使えもしない物を「下取り」する通販の本当の理由
いつもありがとうございます!開運さんです。
今日もよろしくです😊
ここ数年、巷でちょくちょく耳にする家電通販などの「下取りセール」。
エアコンや掃除機、炊飯器なんかも下取りしてますね。
使わない家電を引き取ってくれるので助かるのですがその実態は・・
元々、下取りなんていうのは自動車屋が定番でした。数年乗った車を査定して、その査定した価格で下取りしていました。

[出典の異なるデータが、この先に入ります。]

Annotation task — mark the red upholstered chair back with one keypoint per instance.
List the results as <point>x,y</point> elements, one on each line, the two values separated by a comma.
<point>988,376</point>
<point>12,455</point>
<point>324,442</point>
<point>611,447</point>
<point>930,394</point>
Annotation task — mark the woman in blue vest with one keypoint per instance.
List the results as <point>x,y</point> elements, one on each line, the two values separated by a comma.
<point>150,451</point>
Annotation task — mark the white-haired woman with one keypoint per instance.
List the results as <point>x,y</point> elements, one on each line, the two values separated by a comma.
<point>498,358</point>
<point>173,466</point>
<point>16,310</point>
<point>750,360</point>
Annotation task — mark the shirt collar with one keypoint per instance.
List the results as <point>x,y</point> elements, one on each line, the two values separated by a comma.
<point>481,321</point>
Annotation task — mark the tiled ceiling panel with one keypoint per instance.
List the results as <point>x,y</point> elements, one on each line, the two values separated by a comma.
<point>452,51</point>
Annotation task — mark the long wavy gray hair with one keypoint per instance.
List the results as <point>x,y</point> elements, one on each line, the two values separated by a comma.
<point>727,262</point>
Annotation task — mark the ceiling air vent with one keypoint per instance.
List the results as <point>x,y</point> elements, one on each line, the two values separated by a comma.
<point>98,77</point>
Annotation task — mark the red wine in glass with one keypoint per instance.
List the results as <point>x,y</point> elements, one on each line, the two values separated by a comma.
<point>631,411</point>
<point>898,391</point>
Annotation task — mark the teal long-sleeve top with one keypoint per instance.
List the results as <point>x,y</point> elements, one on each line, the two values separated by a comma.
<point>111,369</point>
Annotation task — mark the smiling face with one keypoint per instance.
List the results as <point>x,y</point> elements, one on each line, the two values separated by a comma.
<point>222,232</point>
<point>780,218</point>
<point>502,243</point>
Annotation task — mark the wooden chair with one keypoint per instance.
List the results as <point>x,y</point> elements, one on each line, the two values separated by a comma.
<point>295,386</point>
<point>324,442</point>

「下取り」なので、新車の代金から下取り金額を差し引いた額を支払い、購入するわけです。
開運さんは若かれし頃、カーディーラーに勤めていたので査定士の資格を持っていましたから下取り云々のことは詳しいのです。
「査定」とはあなたが乗っている車の現在の価値を総合的に評価したもので、価格で表します。
この「下取り」という言葉が実は取引条件をややこしくしているのです。
先ほどの自動車の例ですが、多くの人は査定額がそのまま下取り額だと思ってしまいます。
が、実は違います。
「下取り額」は査定額プラス値引きです。
現在あなたが乗っている車が査定額30万円だとします。検討中の車の値引きが20万円なら、下取り額は合計の50万円になります。
営業マンは、基本的に純粋な値引き額を言いたがりません。なので値引きと査定額とをごちゃ混ぜにしてあいまいにし、下取り額いくらと伝えるのです。
ではなぜ営業マンは査定額と値引き額とを混ぜるのでしょうか。
答えは、値引きを多く見せるためです。
「20万円値引きします」と言うより、
「あなたの愛車を50万円で下取りします!」
の方がお買い得感が増すからです。
家電通販の下取りセールもそれにのっかった形です。
でもなぜ家電製品でも「下取り」戦略をとるのか。
車なら、下取りしても中古車として販売できますが、家電の下取りって、買い替える前のほとんど使い古したガラクタ物ですよね。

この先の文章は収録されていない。